Osman MÜFTÜOĞLU [email protected]
Neyi, ne kadar yiyorsunuz
Sık karşılaşılmalarına rağmen ciddiye alınmayan bazı sorunlarımız var. Yorgunluk, kas krampları, kalp çarpıntıları bu tür sorunlardan. Bu sorunların çoğu ise beslenmenizdeki hatalarla birebir ilişkili.

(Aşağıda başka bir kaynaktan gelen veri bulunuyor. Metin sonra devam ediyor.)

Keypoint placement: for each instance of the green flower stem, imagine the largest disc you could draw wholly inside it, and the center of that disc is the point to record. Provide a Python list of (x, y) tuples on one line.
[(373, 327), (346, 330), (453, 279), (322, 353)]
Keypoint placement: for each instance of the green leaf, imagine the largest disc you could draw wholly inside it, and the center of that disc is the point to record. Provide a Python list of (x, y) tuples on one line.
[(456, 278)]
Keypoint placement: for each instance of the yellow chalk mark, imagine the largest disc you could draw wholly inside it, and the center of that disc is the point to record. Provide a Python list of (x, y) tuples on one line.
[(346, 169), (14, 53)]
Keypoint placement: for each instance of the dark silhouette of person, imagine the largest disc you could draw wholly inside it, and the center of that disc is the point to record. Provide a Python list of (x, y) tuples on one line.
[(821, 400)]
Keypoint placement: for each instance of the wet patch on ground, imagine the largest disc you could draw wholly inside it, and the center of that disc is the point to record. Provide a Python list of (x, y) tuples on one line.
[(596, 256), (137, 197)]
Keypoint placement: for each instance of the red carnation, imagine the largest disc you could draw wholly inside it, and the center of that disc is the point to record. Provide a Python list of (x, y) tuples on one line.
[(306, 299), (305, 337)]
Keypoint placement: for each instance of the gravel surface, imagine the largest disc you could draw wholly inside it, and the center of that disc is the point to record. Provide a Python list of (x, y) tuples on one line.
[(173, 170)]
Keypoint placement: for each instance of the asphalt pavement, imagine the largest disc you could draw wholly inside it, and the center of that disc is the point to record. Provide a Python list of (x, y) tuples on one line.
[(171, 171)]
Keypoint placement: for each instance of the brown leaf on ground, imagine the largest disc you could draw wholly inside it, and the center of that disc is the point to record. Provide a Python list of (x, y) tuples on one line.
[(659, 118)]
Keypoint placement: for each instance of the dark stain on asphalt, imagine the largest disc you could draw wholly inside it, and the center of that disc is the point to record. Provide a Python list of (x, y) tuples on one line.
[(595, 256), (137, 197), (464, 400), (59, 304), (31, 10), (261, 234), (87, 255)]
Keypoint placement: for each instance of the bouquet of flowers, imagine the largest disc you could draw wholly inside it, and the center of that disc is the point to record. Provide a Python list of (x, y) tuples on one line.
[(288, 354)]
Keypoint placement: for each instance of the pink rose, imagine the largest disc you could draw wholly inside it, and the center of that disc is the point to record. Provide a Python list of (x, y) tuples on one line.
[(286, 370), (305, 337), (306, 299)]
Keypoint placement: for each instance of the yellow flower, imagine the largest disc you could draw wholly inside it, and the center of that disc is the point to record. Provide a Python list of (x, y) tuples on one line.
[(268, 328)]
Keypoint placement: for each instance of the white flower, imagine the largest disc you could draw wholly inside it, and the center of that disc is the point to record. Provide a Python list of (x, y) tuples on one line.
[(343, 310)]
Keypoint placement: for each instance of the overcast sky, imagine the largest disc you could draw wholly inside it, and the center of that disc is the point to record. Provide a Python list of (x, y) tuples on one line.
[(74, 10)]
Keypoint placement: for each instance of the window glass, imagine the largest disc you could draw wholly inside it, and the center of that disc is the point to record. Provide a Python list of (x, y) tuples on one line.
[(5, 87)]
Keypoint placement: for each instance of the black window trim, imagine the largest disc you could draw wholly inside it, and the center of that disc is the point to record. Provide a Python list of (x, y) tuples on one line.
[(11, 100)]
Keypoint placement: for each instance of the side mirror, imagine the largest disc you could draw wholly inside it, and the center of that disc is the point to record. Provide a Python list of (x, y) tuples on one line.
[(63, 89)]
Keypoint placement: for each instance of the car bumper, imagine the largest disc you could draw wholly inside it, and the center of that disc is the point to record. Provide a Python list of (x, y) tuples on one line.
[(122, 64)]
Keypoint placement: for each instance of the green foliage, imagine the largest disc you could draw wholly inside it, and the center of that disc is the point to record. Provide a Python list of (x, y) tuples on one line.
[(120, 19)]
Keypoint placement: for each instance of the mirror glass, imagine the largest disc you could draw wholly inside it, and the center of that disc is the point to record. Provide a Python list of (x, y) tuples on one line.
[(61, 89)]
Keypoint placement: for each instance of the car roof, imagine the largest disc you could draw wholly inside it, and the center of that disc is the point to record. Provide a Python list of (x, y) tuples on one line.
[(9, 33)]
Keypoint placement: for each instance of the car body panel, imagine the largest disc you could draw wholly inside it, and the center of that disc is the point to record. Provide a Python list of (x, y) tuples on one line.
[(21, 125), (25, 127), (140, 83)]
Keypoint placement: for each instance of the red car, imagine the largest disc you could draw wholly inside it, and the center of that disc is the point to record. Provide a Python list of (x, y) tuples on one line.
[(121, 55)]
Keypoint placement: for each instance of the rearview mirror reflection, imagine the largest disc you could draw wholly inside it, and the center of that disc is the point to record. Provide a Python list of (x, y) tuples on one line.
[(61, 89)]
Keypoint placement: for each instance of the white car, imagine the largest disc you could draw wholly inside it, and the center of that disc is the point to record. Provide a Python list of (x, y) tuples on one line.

Sık karşılaşılmalarına rağmen ciddiye alınmayan bazı sorunlarımız var. Biz onları ciddiye almayız ama keyfimizi kaçırıp huzurumuzu bozdukları için onlar hep gündemdedir. Ayrıca önemsiz gibi görünen bu sorunlar bazen sonradan ortaya çıkabilecek ciddi hastalıkların ilk habercileri de olabilirler.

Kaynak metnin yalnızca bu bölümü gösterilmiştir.